There is no serious proposal on the table to restore the intellectual and spiritual authority of the church or the churches, let alone establish the Kingdom of God on earth. This (especially the latter) is highly welcome self-restraint from a Christian point of view. However, substituting, for instance, the nation for the abstract individual as the highest conceivable authority by no means creates a more favourable environment for the Christian message. On the contrary: the idolatry inherent to all political religions, including that of the nation, the people, the sovereign, or the Empty Throne,9 is a perennial seduction to convert Christians to the cause of Caesar and betray Jesus, the Christ.
NOTES
1 David Hume, ‘On the First Principles of Government’ and ‘The Origins of Government’, in Eugene F. Miller, ed., Essays Moral, Political, Literary (Indianapolis: Liberty Fund, 1987), 32–42.
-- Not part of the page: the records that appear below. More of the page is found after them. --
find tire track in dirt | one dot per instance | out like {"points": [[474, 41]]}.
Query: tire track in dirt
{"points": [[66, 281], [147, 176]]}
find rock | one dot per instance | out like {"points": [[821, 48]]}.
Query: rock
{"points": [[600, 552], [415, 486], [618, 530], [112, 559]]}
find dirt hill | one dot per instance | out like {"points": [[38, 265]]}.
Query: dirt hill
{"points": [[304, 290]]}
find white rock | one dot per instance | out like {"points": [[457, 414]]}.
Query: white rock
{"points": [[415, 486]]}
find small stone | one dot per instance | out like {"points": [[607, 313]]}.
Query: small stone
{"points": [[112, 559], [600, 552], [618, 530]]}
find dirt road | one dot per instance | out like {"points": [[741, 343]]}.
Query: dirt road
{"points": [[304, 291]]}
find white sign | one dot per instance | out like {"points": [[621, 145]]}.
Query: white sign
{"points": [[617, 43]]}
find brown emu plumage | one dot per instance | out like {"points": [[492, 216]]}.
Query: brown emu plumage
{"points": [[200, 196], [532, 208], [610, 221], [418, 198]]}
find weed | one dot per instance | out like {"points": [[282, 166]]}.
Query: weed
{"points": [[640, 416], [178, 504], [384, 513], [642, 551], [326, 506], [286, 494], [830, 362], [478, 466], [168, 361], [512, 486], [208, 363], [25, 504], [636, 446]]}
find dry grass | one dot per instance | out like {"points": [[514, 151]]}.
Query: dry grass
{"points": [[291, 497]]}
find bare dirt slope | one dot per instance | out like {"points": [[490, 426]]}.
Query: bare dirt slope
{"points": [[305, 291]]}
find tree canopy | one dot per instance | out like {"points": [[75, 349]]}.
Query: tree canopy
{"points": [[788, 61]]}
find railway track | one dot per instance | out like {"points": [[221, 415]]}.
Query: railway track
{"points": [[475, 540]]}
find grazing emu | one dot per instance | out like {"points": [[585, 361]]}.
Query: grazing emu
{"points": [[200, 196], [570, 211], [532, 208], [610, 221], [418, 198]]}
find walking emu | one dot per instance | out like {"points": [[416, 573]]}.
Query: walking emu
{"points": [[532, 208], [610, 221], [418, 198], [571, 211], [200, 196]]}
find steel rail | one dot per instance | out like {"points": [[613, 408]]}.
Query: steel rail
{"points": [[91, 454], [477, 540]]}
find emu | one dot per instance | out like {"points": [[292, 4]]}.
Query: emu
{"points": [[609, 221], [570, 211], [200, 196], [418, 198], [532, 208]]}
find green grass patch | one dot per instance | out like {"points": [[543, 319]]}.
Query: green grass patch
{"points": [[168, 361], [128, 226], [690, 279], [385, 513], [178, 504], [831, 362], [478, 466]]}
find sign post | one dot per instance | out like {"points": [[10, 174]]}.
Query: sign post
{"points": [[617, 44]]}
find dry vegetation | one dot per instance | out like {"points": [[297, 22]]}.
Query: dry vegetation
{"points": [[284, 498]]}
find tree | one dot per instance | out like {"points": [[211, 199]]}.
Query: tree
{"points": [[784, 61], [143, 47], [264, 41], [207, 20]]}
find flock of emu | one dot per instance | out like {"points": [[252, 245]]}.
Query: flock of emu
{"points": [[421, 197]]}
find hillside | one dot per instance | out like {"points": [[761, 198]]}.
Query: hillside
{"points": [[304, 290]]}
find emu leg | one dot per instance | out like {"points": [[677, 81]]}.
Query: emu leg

2 James F. Stephen, Liberty, Equality, Fraternity (Indianapolis: Liberty Fund, 1993), 46.
3 Stephen, Liberty, Equality, Fraternity, 47.
4 This possibility became an explicit charge made by Roman authorities, as the new faith was often perceived as potentially destructive of existing family bonds and relations, creating in their place new, publicly invisible communities. St Paul’s letters testify to his efforts to characterize Christian families as perfectly normal and visible—that is, corresponding to broader societal and moral norms. However, his extolling of the relationship between Christ and the church as bride and groom was surely revolutionary in both directions: for ecclesiology and the sacramental understanding of marriage.
5 As far as I can see, the most transcendence-conscious conservative conceptions lean either toward Stoicism or some aesthetic hedonism. See the works of George Santayana, Roger Scruton, and John Kekes. The nature of Scruton’s relationship to religion is a difficult issue, as he was far from being a confessor of Christian faith; the atheisms of Santayana and Kekes are non-negotiable facts.
6 Carl Schmitt makes a similar point, commenting on Nikolai Hartmann’s observation that much talk about values is a facade for the ‘old and endless struggle between convictions and interests’. Carl Schmitt, The Tyranny of Values (Washington: Plutarch Press, 1996), 25.
7 Plato, The Republic, transl. by R. Waterfield (Oxford– New York: Oxford University Press, 1993).
8 Aurel Kolnai, Political Memoirs (Lexington Books, 1999).
9 Giorgio Agamben recovered this antique concept for the purpose of using it in modern political theology. Though he does not by any means advance a conservative position, and is suspicious of liberalism as well, his genealogical studies are invaluable for unmasking the hollowness of modern political sovereignty (hence the image of the Empty Throne). See Giorgio Agamben, The Kingdom and the Glory (Stanford University Press, 2011).